I am an ardent fan of audiobooks; there’s nothing like listening to a really good mystery or to a Jeeves and Wooster book read by someone who knows what’s what. I’ll also listen to books I would never read, just as I’ll get some things on my e-reader and religiously buy other books in physical print. (Do you do these things or am I quietly insane?)
My most recent audiobook was Magic Bitter, Magic Sweet by Charlie N. Holmberg; I had read some of her books (on my kindle) before this, and man. They were fantastic: a trilogy that starts with The Paper Magician; it was an excellent blend of magic done in a new way, nuanced by just enough emotion. More importantly, I believed everything that happened, all the decisions that were made.
This most recent book – most recent to me, anyway – I wasn’t as impressed by. The arc of the book went from comfort to MISERY MISERY MISERY, to tense to homey at the end – heavy on the misery and the heavy. The main character is brutalized, used, and deeply unhappy for most of the story, though of course she got a version of what she wanted in the end.
I did like the emotional maturity of the book, though it was hard to get through it. I’m used to books with a certain bar for suffering: we never see that suffering ‘on camera’ in a romance novel; the closest we get is a battered hero, back home and dealing with PTSD. So…maybe this story is normal on an emotional level, and my standards are…warped.
I bought the book because it promised to use fairy tales in a new way: the heroine, Maire, is able to bake emotions and states of mind into pastries. There’s a chocolate cake with love, for example. Others have hope, empathy, strength, wisdom, et cetera. However, she gets kidnapped when her village is sacked and is made to produce confections for nefarious ends: one cake to make someone bigger, another to make someone smaller; a gingerbread house; a living gingerbread boy. These are the parts of the story I loved best, as it showed what this strange ability could really do when pushed. It showed what Maire could do when pushed.
But then the whole business got muddled. Maire begins to really question where her abilities come from, why she can do what she can do: the thread of fairy tales gets dropped the moment she fails to finish one of these strange desserts for a client. Instead, we are placed in the middle of a struggle between gods and the creators of new worlds, about what happens when someone oversteps their natural bounds. What I would have liked was if the author stuck with one or the other of these lines of thought: either one is a great book, but having both clouds everything. That’s the hard part about trying to write a Big Novel: often, you are actually writing about a whole passel of things at once, when established Big Novels tend to be quite simple at the very core.

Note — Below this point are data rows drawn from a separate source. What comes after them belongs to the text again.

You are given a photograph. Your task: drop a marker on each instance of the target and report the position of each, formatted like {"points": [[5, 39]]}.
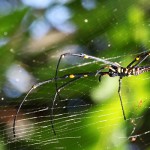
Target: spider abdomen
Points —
{"points": [[138, 70]]}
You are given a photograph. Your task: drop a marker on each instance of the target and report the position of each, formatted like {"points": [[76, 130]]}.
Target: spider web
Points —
{"points": [[87, 113]]}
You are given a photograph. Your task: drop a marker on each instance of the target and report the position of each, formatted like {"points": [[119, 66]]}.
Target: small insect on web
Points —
{"points": [[114, 69]]}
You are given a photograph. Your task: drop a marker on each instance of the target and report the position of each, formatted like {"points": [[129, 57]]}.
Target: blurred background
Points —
{"points": [[87, 113]]}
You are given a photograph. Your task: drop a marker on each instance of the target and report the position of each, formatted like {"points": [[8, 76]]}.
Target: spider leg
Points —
{"points": [[119, 93], [85, 56], [54, 100], [40, 84], [139, 59]]}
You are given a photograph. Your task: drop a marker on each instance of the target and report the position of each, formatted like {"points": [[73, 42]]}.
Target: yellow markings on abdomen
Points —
{"points": [[71, 76]]}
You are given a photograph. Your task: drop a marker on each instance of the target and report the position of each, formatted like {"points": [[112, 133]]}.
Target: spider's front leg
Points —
{"points": [[139, 59]]}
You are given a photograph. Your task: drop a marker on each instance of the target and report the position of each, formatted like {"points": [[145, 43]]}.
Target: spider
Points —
{"points": [[114, 69]]}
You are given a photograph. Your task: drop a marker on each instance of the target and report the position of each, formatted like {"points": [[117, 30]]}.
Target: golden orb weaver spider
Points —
{"points": [[114, 69]]}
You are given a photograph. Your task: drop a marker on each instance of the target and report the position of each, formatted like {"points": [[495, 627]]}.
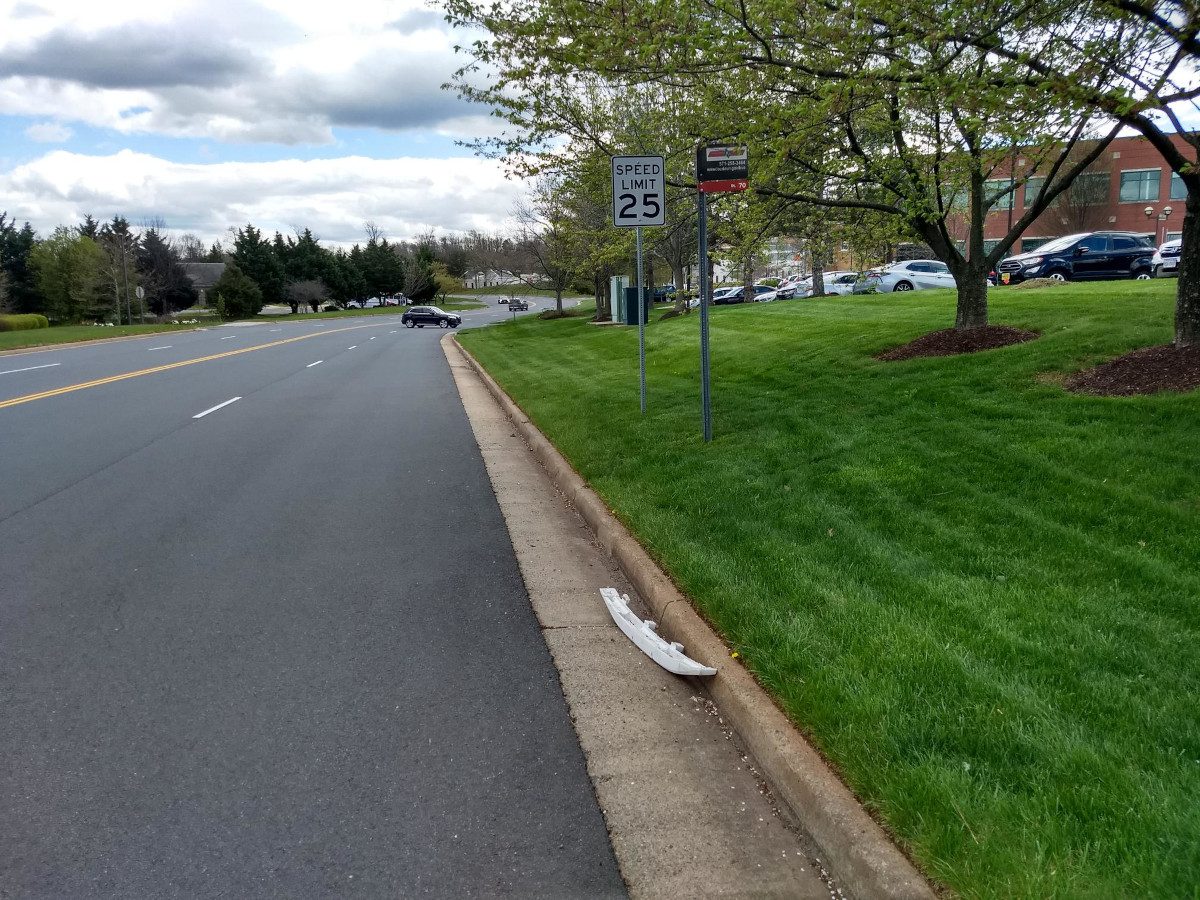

I’m going to listen to this book again, I think – I have obsessively listened to every audiobook I have ever owned, starting with Harry Potter and the Sorcerer’s Stone, but notwithstanding this particular habit, I’m not sure if I have gotten everything out of this story that there is to understand. Much like turning back to the first page of a mystery and reading it again, knowing exactly where the story will lead will likely change how I see it. Will the magnitude of the suffering be the same? Will it feel as bifurcated? Maybe. We’ll see.